Hula night, bitches! – With Owen Driscoll and @ ModelsZone
Her modelling agency, by the looks of it.
The same guy, Owen, the one with the sculptured cheekbones and glossy black hair, appeared a few more times in selfies, arty black and white modelling shoots and goofy backstage candid pics. They looked great together. Abbie had checked them into different places across Europe, probably when they were working on shoots together.
Another shot: Abbie in cargo shorts and a coral vest top, cheering at the camera from the ruins of Macchu Picchu.
We made it! #Blessed #YOLO
Abbie underwater, snorkelling past a shoal of fish, the same bright colours as her bikini.
Trying to Find Nemo! #JustKeepSwimming
Abbie jumping on an enormous plush hotel bed in a cute denim playsuit.
Paris is always a good idea!
There was a short video clip of her bending her lithe body into some impressive shapes on a beach in Turkey, taken by a drone by the looks of the crazy angles. She’d tagged in a yoga retreat company.
Th
e only way to find zen – with @yogawarriors. Can’t wait to return next year!
It was like a car crash on the other side of the motorway. I couldn’t look away. My fingers danced on the cursor wanting to see more and more. Within twenty minutes, I’d inhaled seven years of her life.
Right, I needed to work out ways to incorporate what I’d learnt into a perfect goodbye. I pulled out a notepad and began to jot a few ideas down. She clearly enjoyed yoga and a holistic lifestyle, so maybe we could dot incense sticks around the chapel? Having such a strong online presence, maybe we could create a photo montage as a visual memento? She clearly loved to travel, so maybe this could be something to work with?

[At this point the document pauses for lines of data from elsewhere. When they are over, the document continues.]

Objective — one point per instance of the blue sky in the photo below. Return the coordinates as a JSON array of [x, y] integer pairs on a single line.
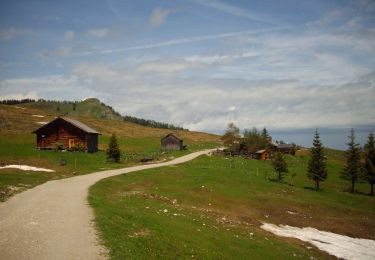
[[286, 65]]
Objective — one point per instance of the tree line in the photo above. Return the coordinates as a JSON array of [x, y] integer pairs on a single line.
[[252, 141], [131, 119], [359, 163]]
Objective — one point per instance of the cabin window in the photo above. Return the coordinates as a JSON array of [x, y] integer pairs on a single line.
[[71, 143]]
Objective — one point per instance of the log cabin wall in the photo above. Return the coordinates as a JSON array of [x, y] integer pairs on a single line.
[[171, 143], [61, 132]]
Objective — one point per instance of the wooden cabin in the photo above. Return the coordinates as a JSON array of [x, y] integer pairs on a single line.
[[285, 148], [171, 142], [67, 133], [262, 155]]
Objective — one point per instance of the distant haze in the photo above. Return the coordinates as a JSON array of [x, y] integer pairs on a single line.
[[199, 63]]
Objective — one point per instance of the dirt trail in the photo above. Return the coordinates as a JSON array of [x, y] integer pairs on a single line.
[[54, 220]]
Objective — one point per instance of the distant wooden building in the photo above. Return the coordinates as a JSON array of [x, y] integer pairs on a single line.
[[262, 155], [285, 148], [171, 142], [68, 133]]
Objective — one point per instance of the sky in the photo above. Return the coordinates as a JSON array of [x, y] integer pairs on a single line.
[[291, 66]]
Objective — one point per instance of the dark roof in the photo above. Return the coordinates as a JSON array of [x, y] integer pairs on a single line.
[[74, 122], [172, 135], [285, 146]]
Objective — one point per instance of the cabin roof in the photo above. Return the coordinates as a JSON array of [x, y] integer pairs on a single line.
[[285, 146], [172, 135], [74, 122]]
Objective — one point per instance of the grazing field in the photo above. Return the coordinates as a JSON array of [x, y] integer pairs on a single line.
[[213, 207], [17, 143], [17, 148]]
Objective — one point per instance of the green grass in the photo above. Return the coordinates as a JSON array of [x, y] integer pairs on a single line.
[[20, 149], [130, 209]]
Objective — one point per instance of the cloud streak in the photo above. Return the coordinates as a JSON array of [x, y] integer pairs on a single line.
[[158, 16], [236, 11], [182, 41]]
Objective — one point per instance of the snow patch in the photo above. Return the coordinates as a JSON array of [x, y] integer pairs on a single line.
[[26, 168], [337, 245]]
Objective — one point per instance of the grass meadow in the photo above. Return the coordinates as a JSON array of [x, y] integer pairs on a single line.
[[212, 207], [19, 148]]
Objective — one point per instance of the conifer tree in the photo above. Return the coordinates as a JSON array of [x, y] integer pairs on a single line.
[[113, 151], [369, 166], [280, 166], [352, 169], [317, 166], [232, 134]]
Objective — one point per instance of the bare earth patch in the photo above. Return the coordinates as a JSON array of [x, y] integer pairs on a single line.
[[337, 245], [54, 220], [26, 168]]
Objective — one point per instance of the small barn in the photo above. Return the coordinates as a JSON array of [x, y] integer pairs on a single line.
[[262, 155], [67, 133], [171, 142], [285, 148]]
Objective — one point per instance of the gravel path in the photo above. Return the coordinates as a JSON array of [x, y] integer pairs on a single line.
[[54, 220]]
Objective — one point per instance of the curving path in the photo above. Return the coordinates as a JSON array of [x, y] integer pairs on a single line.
[[54, 220]]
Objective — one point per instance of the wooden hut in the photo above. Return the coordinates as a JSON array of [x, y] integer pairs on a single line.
[[262, 155], [285, 148], [171, 142], [68, 134]]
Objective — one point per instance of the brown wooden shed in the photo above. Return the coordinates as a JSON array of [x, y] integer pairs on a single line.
[[262, 155], [171, 142], [68, 133], [285, 148]]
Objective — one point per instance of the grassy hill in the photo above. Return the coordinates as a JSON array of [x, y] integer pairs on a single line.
[[17, 143], [90, 107], [212, 208]]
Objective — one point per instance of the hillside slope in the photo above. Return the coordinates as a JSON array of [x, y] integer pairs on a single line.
[[25, 118]]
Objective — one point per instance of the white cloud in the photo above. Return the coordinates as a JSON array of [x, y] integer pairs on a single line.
[[59, 52], [180, 41], [236, 11], [158, 15], [12, 32], [98, 32], [69, 35]]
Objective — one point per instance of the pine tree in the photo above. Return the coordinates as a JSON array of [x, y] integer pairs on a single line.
[[352, 169], [231, 136], [265, 135], [280, 166], [317, 166], [369, 166], [113, 151]]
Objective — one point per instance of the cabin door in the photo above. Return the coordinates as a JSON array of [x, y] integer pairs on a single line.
[[71, 143]]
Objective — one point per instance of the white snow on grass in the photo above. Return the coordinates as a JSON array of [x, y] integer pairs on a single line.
[[26, 168], [337, 245]]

I glanced around my bare flat, aware of a strange gnawing feeling in my chest. There wasn’t a photo, personal knick-knack or random bit of clutter in sight. I bet Abbie had lots of interesting trinkets from her exotic adventures dotted around her house, each with a fascinating story. My cleaning to-do list stared back at me forlornly from the coffee table. The budget-but-practical IKEA furniture suddenly seemed impersonal and even the two duck egg cushions that came with the sofa (in the January sales) looked drab. It was as if I was seeing through someone else’s eyes for the first time. I blinked rapidly and told myself to stop overthinking things. These items were chosen for their durability, not their ability to catch dust.
What I couldn’t escape from was that I was the same age as Abbie – we even had the same birthday – yet it was clear to see from her Facebook page that I’d barely led a fraction of the life that she had. I shifted uncomfortably on the sofa. I couldn’t compete with her glamorous job, exotic travels, handsome husband and enormous posse of good-looking male and female friends. I shook my head. Two women, the exact same age, living in the same town, but completely worlds apart.
Abbie looked like the type of woman who always had perfectly polished toenails, who wore perfume every day – not just for a special occasion. She clearly had the upper arms of a yogi, volunteered her time for charity, and had seen the world, ticking off country after country that I could only dream of visiting. I bet she could speak at least one foreign language, made fresh healthy juices each morning, and was the person you realised was absent from social events.